Australians are increasingly turning to bulk-billing to access GP medical services in affluent suburbs nation-wide, compared to private GPs, as the cost of living skyrockets and “average” house prices continue to rise.

These figures, presented in a Medicare report obtained by The Australian through a Freedom of Information request to the Department of Health in September 2016 showing out of 145 million GP services, 123 million were fully funded by the Medicare system in the 2015/16 financial year, rising to 85.1 per cent compared to 84.3 per cent in 2014/15.

Recent Medicare figures show an ongoing rise in bulk-billing rates among lower socio-economic areas predominantly held by Federal Labor MPs, with a 95 per cent rate of bulk-billed GP services.

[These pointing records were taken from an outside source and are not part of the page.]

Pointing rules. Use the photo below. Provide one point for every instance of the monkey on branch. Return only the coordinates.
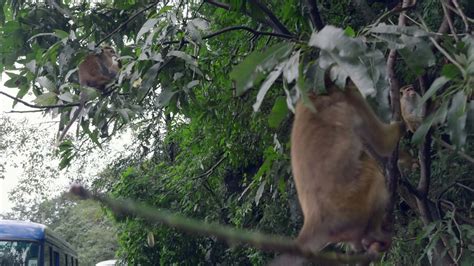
(96, 71)
(341, 187)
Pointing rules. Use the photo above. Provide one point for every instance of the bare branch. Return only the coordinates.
(276, 24)
(232, 28)
(393, 173)
(453, 149)
(127, 21)
(273, 21)
(448, 18)
(39, 106)
(225, 233)
(314, 14)
(461, 14)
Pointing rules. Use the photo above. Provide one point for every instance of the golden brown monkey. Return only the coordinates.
(409, 102)
(97, 70)
(341, 188)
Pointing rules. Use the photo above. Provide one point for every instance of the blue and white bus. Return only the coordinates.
(32, 244)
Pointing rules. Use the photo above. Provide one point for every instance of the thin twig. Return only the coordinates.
(453, 149)
(314, 14)
(461, 14)
(450, 21)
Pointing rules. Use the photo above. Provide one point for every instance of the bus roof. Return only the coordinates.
(21, 230)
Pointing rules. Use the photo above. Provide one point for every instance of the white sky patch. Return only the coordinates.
(60, 183)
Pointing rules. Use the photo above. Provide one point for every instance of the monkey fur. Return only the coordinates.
(97, 70)
(341, 188)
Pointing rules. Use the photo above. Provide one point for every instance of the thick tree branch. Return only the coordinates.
(314, 14)
(225, 233)
(413, 194)
(393, 173)
(276, 24)
(232, 28)
(127, 21)
(39, 106)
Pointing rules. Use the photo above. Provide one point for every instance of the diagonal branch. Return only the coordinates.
(221, 232)
(314, 14)
(126, 22)
(232, 28)
(277, 25)
(39, 106)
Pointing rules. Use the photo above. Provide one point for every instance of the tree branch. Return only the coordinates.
(393, 173)
(225, 233)
(269, 23)
(314, 14)
(232, 28)
(39, 106)
(276, 24)
(126, 22)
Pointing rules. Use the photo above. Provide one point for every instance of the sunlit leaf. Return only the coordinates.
(255, 65)
(278, 113)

In comparison, wealthier electorates which have typically had low bulk-billing rates in seats held by Liberal MPs, such as Josh Frydenberg, Tony Abbott and Tim Wilson, saw a similar rise. Notably in the seat of Curtain, Western Australia, held by Deputy Prime Minister and Foreign Minister, The Hon. Julie Bishop MP, saw its rate of 55 per cent in 2013-14 rise to 58.8 per cent in 2015.

Yet despite the publication of these figures, Federal Health Minister, The Hon., Sussan Ley MP, argued against health group claims that the current measure of bulk-billing is inaccurate, as it focuses on services delivered, rather than patients treated.

“Some claim that this is not the correct measure. However, the facts are that there are many ­people who need to see a GP many times in a year, and ­others less frequently,” said Minister Ley.

Seeking to exploit the figures, Opposition Health spokesperson, The Hon. Catherine King MP, cited the rise in out-of-pocket expenses.

“These statistics ignore the fact that under this Government, average out-of-pocket costs for GP visits are up by almost 20 per cent.”